高祖日蓮大士

高祖日蓮大士(こうそにちれんだいじ)について

貞応元年(じょうおうがんねん)(西暦1222年)2月16日、安房国(あわのくに)(現在の千葉県)長峡郡東条郷片海小湊(ながさごおりとうじようのごうかたみこみなと)でご誕生。幼名善日麿(ぜんにちまろ)。一説に聖父は貫名次郎重忠(ぬきなじろうしげただ)、聖母は梅菊(うめぎく)と言われ、権頭(ごんのかみ)と呼ばれる有力漁民であったとも伝えられ、遠く下総(しもふさ)の御家人ないし被官(ひかん)とされる富木(とき)家との関わりを持ち、小湊近隣の領家(りょうけ)からの庇護(ひご)を受けるなど、聖人のご出自の高さがうかがえる伝聞(でんぶん)もありますが、聖人御自身は一般庶民にその身を同(どう)じられて詳しくは語っておられません。

幼少のころより学問を好まれ、12歳の時、小湊所在の清澄寺(せいちょうじ)にのぼって修学を続けられ、4年後、住職・道善房(どうぜんぼう)のもとで得度(とくど)、僧名を蓮長(れんちょう)と授けられました。清澄寺の本尊(ほんぞん)、虚空蔵菩薩(こくうぞうぼさつ)に「日本一の智者(ちしゃ)たらしめよ」との祈願をかけられ、満願(まんがん)の日にご利益を感得(かんとく)されて以来、比叡山(ひえいざん)や奈良に遊学(ゆうがく)され諸経(しょきょう)、諸宗(しょしゅう)の教えを究(きわ)められて、末法相応(まっぽうそうおう)の法華経本門八品(ほけきょうほんもんはっぽん)の教えの真実を顕(あらわ)されました。

建長(けんちょう)5年(西暦1253年)4月28日、聖寿32歳の御時、清澄山旭森(あさひがもり)より昇る朝日に向かって御題目(おだいもく)を唱えられ、立教開宗(りっきょうかいしゅう)を宣明(せんめい)されました。これより以後、日蓮(にちれん)と名乗られ、首府鎌倉(しゅふかまくら)に出て諸宗謗法(しょしゅうほうぼう)への法戦を繰り広げられます。「大難四(だいなんし)ヵ度小難(どしょうなん)数知れず」というご法難(ほうなん)の中にあっても弟子信徒を導かれ、ご弘通の手を弛(ゆる)められることはありませんでした。

立正安国論(りっしょうあんこくろん)』等での幕府諫暁(かんぎょう)を機に、迫害はいよいよ強まり、文永8年(西暦1271年)、遠国(おんごく)佐渡への流罪(るざい)の宣告を受けられましたが、9月12日(13日未明)、佐渡への途上で隠密裡(おんみつり)に命を奪うべく腰越竜口(こしごえたつのくち)の刑場に引きすえられました。
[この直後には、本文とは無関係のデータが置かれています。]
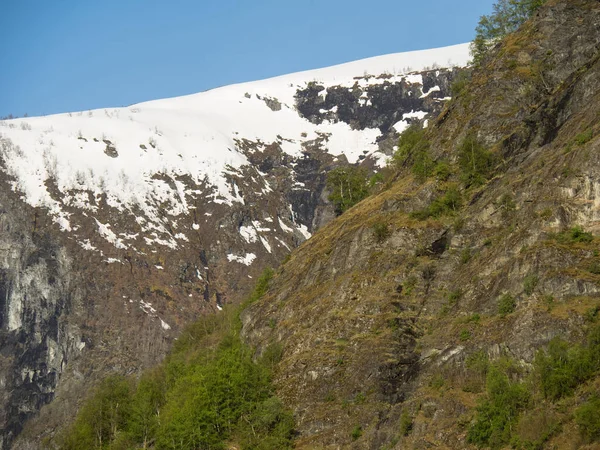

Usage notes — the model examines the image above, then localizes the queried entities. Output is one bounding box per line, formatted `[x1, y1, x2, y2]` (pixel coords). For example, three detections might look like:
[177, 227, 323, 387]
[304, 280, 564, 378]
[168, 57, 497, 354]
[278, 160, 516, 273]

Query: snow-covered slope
[0, 44, 469, 247]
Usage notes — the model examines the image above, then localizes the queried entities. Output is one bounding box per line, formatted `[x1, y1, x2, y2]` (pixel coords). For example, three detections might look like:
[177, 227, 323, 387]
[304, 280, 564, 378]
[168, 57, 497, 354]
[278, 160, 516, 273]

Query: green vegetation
[60, 270, 294, 450]
[535, 327, 600, 400]
[243, 267, 274, 307]
[466, 325, 600, 449]
[327, 166, 369, 215]
[552, 225, 594, 244]
[575, 128, 594, 145]
[498, 293, 517, 316]
[471, 0, 546, 65]
[411, 186, 462, 220]
[467, 361, 530, 448]
[460, 247, 472, 264]
[458, 136, 496, 187]
[392, 123, 436, 182]
[400, 411, 413, 436]
[450, 69, 471, 97]
[575, 395, 600, 441]
[372, 222, 391, 244]
[498, 194, 517, 219]
[523, 273, 540, 295]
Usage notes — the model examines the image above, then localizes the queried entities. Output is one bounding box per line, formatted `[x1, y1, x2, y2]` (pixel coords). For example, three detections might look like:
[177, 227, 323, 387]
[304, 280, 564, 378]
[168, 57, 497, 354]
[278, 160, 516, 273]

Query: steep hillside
[243, 0, 600, 449]
[0, 45, 468, 448]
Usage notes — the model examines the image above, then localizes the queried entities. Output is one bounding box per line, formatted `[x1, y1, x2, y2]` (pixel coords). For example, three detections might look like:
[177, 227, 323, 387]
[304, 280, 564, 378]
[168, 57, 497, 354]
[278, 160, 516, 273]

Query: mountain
[0, 45, 469, 448]
[242, 0, 600, 449]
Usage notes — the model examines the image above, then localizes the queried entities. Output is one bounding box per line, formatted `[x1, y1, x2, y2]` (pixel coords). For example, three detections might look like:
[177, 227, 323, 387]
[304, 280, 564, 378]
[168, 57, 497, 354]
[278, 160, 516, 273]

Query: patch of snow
[259, 236, 273, 253]
[240, 225, 258, 244]
[296, 224, 312, 239]
[279, 218, 294, 233]
[227, 251, 254, 266]
[79, 239, 96, 250]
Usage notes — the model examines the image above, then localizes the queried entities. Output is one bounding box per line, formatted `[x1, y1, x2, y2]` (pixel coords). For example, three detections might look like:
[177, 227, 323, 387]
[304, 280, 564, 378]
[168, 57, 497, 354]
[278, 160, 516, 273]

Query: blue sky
[0, 0, 493, 116]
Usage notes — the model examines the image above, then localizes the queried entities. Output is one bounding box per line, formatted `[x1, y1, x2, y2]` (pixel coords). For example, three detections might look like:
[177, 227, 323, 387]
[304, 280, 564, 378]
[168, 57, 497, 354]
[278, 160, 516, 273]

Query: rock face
[0, 46, 468, 449]
[242, 0, 600, 449]
[0, 178, 85, 448]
役人がいままさに首斬らんとしたとき、不思議な天変が生じて役人一同は驚き恐れ、斬首はならなかったのでした。聖人は当初の宣告の通り佐渡へ御流罪になられたのです。

過酷な佐渡の地にあっても、聖人は『開目抄(かいもくしょう)』、『観心本尊抄(かんじんほんぞんしょう)』、『如説修行抄(によせつしゆぎようしょう)』などの最重要御書(さいじゆうようごしょ)をたゆまずお認(したた)めになり、本土の弟子旦那衆(でしだんなしゅう)を教導され続けられました。聖人の佐渡配流(はいる)の間、『立正安国論』に予言されていた通りの蒙古襲来(もうこしゅうらい)の危機が迫り、幕府の中に聖人放免の意見が出るようになりました。文永11年(西暦1274年)4月8日、赦免(しゃめん)により鎌倉に帰られた聖人は、あらためて幕府の謗法を諫暁されますが幕府は受け入れず、これを最後に聖人は鎌倉を去って身延(みのぶ)に隠棲(いんせい)されるのです。身延の地にあっては遠隔(えんかく)の弟子旦那衆をお手紙を通じて教導され、また身辺に御弟子衆を置かれて後世のためにその教導に尽くされました。

弘安(こうあん)5年(西暦1282年)10月13日、身延から常陸(ひたち)へと向かわれる途上、武蔵国(むさしのくに)(現在の東京)千束郷(せんぞくごう)・池上宗仲(いけがみむねなか)の館にて門下読経唱題(もんかどきょうしょうだい)のうちにご入滅(にゅうめつ)。聖寿61歳であられました。